|12/5/2016 12:36:00 PM
EDC focuses on job seekers
Jennings-Jackson joint program to offer skills classes in advanced manufacturing field
The Jennings County Economic Development Commission has received a $250,000 grant that will be used to provide problem-focused strategies to help area residents find and maintain employment.
The grant is shared jointly between the local EDC and the Jackson County Industrial Development Corporation. It will pay to provide classes that will be held in both counties.
The classes are Life Skills I, Life Skills II and Skills for Success. The first two classes will be provided by instructors from Ivy Tech Community College and the last one will be taught by Purdue University instructors.
“We are recognizing there is a competitive job market in our region,” explained Kathy Ertel, executive director of the Jennings County EDC. “Jackson and Jennings counties share a workforce and we feel like with the types of jobs that are currently here and the high skill level positions that we want to attract, we need this type of program.”
The classes will not teach a specific type of job, but rather they are for training for a specific skill set. Ertel explained the program’s classes will teach more of an advanced manufacturing skill set.
“This will give citizens the opportunity to work in various different positions and are transferrable to many different companies,” Ertel added. “We have partnered with Jackson County Economic Development Commission to be proactive to provide these types of jobs.”
Ertel and Jim Plump, executive director of the Jackson County EDC, learned of the new grants that were going to become available.
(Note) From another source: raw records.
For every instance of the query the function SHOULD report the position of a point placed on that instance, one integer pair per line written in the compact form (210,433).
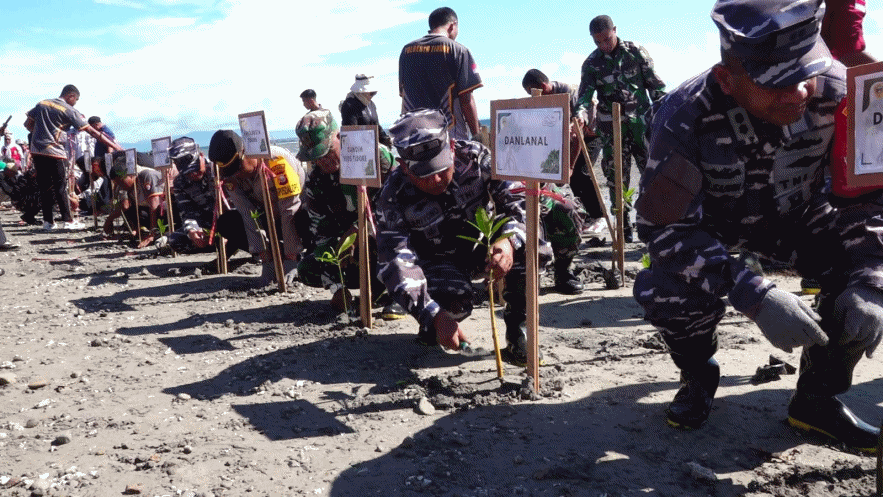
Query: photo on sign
(255,140)
(528,143)
(130,161)
(359,156)
(108,163)
(869,124)
(160,147)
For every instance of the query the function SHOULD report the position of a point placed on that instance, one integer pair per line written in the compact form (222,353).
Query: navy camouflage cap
(421,138)
(314,132)
(184,153)
(777,41)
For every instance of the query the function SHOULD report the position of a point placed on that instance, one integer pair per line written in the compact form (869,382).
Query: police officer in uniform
(737,160)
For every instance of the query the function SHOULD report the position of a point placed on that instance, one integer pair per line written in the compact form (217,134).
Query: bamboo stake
(271,229)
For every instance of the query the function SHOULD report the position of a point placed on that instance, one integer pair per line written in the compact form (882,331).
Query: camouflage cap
(225,150)
(421,138)
(314,132)
(777,41)
(184,153)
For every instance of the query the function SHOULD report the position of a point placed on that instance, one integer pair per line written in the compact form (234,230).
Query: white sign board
(530,139)
(160,147)
(359,158)
(255,139)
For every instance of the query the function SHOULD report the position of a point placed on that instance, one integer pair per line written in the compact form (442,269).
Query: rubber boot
(700,375)
(826,372)
(566,282)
Ertel and Plump then put their heads together and came up with the idea of sharing the money to provide both counties’ residents with the chance to learn more advanced skills for positions open in local manufacturing.
“There are no longer county lines when it comes to our workforce,” Ertel said. “If you attend the program and have to miss a day, you can run over to Jackson County to make it up. The classes will be ‘mirrored’.”
The classes will be conducted at the Education and Training Center in North Vernon and the Jackson County Learning Center in Seymour.
No start date has been set nor has registering started at this time. Ertel said that in the original grant application she and Plump wanted to begin offering the classes by March 2017.
“When we get a definite schedule set to start signing people up for the classes, it will be publicized in the Plain Dealer and Sun,” Ertel said. “We will be using social media to get the word out as well.”
There will be no fee to participate in the classes.
“We hope there will be a lot of people who take advantage of this very special opportunity,” Ertel added. “If we have a lot of people interested in taking these classes, we hope to find a way to keep the program going. Taking these classes is an excellent opportunity for people in our community who are interested changing positions.”
Keep an eye out around March, 2017 for the big announcement that sign ups are now being accepted for the program.
“We want to especially thank the Indiana Office of Community and Rural Affairs for the grant,” Ertel added. “Now that the Stellar work is complete (which was funded through ORCA), we will be moving on to this project which we hope is the first of many more to come.”